A couple of years later I would be jumping out of airplanes.
When Failure Thrives, which explores the concept of airborne forces in the Soviet Union, the UK, and the US, is the inaugural publication of The Army Press, which just recently popped up. As their mission states:
The Army Press is a single organization that serves as the Army’s focal point for identifying, encouraging, and coaching prospective authors to publish original contributions on history, policy, doctrine, training, organization, leader development, and the Army Profession. The Press’ programs and products enable scholarship, facilitate professional dialogue, and promote a fuller understanding of the Profession of Arms for uniformed and civilian members of the DoD and JIIM communities.

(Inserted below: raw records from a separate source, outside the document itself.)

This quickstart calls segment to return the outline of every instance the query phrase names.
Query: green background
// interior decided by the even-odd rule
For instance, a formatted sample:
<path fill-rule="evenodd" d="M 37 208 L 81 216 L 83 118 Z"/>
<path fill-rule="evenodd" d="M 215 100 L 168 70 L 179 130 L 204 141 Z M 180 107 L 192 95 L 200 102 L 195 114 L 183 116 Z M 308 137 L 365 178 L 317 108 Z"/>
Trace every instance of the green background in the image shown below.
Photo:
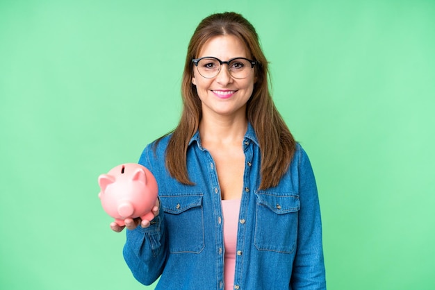
<path fill-rule="evenodd" d="M 97 179 L 175 126 L 188 42 L 224 10 L 311 160 L 328 288 L 435 289 L 433 0 L 0 0 L 0 289 L 154 288 Z"/>

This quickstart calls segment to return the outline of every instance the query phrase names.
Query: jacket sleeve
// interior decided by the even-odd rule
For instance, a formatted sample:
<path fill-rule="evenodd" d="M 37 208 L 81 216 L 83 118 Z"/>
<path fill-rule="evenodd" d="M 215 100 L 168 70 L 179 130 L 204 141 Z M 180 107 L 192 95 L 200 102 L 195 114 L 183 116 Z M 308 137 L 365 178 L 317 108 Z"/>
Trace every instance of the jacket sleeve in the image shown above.
<path fill-rule="evenodd" d="M 149 162 L 149 153 L 153 154 L 149 146 L 142 153 L 139 163 L 155 174 Z M 134 278 L 145 285 L 151 284 L 158 278 L 166 260 L 166 234 L 161 203 L 158 215 L 151 221 L 149 227 L 138 226 L 133 230 L 126 230 L 124 258 Z"/>
<path fill-rule="evenodd" d="M 308 155 L 299 146 L 295 153 L 299 185 L 300 210 L 297 225 L 297 245 L 291 289 L 326 289 L 322 245 L 320 207 L 314 173 Z M 295 156 L 296 157 L 296 156 Z"/>

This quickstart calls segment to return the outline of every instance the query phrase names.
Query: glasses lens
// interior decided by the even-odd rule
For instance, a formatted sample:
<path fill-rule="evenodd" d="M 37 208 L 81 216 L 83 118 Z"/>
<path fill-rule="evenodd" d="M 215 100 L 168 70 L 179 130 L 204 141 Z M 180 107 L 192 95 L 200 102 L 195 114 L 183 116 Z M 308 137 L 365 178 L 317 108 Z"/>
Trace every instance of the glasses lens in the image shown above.
<path fill-rule="evenodd" d="M 220 63 L 218 60 L 206 58 L 198 62 L 198 72 L 204 78 L 214 78 L 220 70 Z"/>
<path fill-rule="evenodd" d="M 236 78 L 245 78 L 251 72 L 251 62 L 244 58 L 236 58 L 228 65 L 229 71 Z"/>

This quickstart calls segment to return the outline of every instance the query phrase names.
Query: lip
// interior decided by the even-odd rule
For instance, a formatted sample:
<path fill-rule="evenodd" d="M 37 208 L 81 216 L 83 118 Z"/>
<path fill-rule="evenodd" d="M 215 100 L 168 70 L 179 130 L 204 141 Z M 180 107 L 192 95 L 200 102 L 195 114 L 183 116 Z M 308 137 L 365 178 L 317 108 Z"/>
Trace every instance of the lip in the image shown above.
<path fill-rule="evenodd" d="M 237 91 L 232 89 L 212 89 L 211 92 L 219 99 L 229 99 L 236 94 Z"/>

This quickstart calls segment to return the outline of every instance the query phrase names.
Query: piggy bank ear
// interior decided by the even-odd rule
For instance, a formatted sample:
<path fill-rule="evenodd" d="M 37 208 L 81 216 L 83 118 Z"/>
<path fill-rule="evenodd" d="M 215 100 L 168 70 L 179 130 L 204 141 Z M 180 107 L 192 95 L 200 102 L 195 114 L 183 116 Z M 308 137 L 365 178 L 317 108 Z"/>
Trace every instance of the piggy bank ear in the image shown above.
<path fill-rule="evenodd" d="M 134 171 L 133 178 L 131 178 L 131 180 L 133 181 L 140 181 L 147 184 L 147 176 L 145 175 L 145 172 L 143 169 L 138 168 Z"/>
<path fill-rule="evenodd" d="M 107 187 L 108 185 L 113 182 L 115 182 L 115 177 L 112 176 L 101 174 L 98 177 L 98 184 L 101 189 L 101 191 L 104 191 L 106 190 L 106 187 Z"/>

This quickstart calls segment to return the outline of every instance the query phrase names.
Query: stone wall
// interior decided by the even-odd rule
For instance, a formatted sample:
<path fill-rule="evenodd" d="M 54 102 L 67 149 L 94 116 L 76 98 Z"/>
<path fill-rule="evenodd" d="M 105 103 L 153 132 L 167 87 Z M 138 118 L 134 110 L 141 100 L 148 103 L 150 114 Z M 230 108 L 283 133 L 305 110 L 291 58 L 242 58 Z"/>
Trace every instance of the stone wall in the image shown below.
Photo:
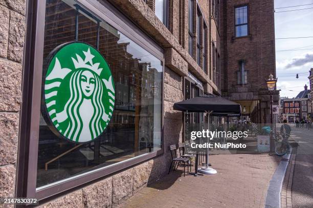
<path fill-rule="evenodd" d="M 21 103 L 25 1 L 0 0 L 0 197 L 12 197 Z"/>

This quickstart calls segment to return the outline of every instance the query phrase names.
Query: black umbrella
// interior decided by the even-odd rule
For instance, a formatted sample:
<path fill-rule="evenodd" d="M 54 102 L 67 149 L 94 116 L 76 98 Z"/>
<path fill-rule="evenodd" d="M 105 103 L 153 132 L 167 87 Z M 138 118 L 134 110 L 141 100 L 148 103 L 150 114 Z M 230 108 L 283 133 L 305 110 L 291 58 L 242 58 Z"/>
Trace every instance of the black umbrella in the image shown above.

It’s a fascinating examination, and it captures a lot of the barracks banter that will be familiar to anyone who served in the airborne, only, it’s backed up with facts. In the case of the American airborne community, its ability to exist is in large part due to the initial investment of talent and resources during World War II, the ongoing redefining of the airborne’s mission (The Pentomic Division, lol), and the strong patronage of current and former paratroopers.
What I found really interesting is just how unsuccessful airborne forces have been over the past century (more failures than successes) and even when measured by historians aiming to gauge combat efficiency, airborne forces don’t perform any better than their conventional counterparts. For all the shit-talking that goes on, there just really isn’t a lot of data to back it up.
And as a friend and mentor once said to me, the hurdle to get into your traditional airborne units isn’t very challenging – it’s 3-weeks of airborne school and you’re in.